The economy lost 80,000 jobs in March, the most in five years, following a 76,000 drop in payrolls in each of the prior two months, according to figures from the Labor Department. The jobless rate rose to 5.1 percent, the highest level in more than two years.

Rising fuel costs have contributed to a drop in auto sales and prompted some shoppers to limit trips to malls. The average price of regular unleaded gasoline rose to a record $3.58 a gallon yesterday, according to data from AAA.

Auto Sales

Cars and light trucks sold at an average 15.2 million annual pace in the first three months of the year, the fewest since the third quarter of 1998. Some 14.9 million autos will be sold this year, the fewest since 1995, Standard & Poor's forecast this month.

AutoNation Inc., the largest publicly traded U.S. car dealer, yesterday said first-quarter profit fell 35 percent as weak housing markets in states including California hurt demand for new vehicles.

"We expect to continue to see a challenging automotive retail market as long as the current economic difficulties persist," Chief Executive Officer Michael Jackson said in a statement.

Only one-third of consumers polled by the University of Michigan said they planned to spend the tax-rebate checks that the Treasury Department is poised to send as part of the Bush administration's economic stimulus plan. The majority of Americans plan to use the money to pay down debt or boost savings, the report said.

Bush Comments

President George W. Bush today said Americans will start getting that tax rebates next week and predicted the money will give the economy a boost.

Economists surveyed by Bloomberg earlier this month forecast consumer spending will rise at a 0.5 percent pace in the first half of the year, the smallest gain since 1991. The economy is unlikely to grow at all through June, the survey also showed.

Those polled put the odds of the economy entering a recession this year at 70 percent, up from 50 percent in the prior month's poll.

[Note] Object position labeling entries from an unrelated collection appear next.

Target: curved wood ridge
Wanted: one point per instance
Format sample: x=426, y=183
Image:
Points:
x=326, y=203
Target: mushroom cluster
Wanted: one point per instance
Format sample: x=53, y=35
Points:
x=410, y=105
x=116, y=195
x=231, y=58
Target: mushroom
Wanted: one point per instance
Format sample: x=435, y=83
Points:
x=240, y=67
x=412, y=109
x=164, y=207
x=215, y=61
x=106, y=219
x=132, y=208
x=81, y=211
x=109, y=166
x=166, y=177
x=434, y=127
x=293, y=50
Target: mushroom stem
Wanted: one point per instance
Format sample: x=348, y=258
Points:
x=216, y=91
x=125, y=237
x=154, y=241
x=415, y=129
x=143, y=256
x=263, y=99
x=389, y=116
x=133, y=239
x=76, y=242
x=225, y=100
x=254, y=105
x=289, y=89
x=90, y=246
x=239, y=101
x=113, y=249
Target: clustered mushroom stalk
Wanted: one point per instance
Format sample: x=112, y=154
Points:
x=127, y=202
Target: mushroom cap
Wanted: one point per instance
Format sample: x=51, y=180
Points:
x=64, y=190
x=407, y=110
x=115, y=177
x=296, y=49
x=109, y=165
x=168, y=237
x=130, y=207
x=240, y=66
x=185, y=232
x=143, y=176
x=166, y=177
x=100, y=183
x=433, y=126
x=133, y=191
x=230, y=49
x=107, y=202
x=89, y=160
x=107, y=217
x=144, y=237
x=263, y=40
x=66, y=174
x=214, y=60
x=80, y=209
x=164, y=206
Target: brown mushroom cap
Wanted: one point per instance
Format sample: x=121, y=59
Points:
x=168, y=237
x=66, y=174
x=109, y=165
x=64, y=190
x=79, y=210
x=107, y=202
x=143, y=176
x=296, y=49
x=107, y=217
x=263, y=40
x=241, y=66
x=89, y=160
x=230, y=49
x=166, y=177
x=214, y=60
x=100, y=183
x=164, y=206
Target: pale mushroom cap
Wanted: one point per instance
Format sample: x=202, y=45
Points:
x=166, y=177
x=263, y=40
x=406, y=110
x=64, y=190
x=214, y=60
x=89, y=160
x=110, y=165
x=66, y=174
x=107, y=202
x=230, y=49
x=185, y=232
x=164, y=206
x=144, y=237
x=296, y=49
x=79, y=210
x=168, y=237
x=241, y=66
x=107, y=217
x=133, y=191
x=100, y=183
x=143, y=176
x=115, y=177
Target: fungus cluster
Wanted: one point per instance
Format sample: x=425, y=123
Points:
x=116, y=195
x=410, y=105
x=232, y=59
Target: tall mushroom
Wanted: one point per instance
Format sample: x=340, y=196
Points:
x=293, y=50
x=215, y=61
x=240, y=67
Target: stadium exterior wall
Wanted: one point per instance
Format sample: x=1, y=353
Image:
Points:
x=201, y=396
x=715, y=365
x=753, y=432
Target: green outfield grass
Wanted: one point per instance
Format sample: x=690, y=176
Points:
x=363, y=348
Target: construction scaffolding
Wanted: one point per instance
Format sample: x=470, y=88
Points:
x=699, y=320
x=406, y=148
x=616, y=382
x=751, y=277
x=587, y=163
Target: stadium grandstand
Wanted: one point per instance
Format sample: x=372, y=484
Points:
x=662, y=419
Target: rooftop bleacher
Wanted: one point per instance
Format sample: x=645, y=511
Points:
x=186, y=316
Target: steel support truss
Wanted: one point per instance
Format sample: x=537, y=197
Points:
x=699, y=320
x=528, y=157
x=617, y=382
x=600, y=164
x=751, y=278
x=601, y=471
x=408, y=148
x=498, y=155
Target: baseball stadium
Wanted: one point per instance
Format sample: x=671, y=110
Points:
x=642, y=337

The biggest housing slump in a generation is leading the downturn. Home prices nationwide have fallen 10 percent from their peak, according to the S&P Case-Shiller home-price index, and many economists are forecasting values will keep dropping. Falling property prices make Americans feel less wealthy and reduce the amount of equity owners can tap for spending.

Rising foreclosures are also lifting stress levels. Foreclosure filings jumped 57 percent and bank repossessions more than doubled in March from a year earlier as rates on adjustable mortgages increased, Irvine, California-based RealtyTrac Inc., a seller of default data, said last week.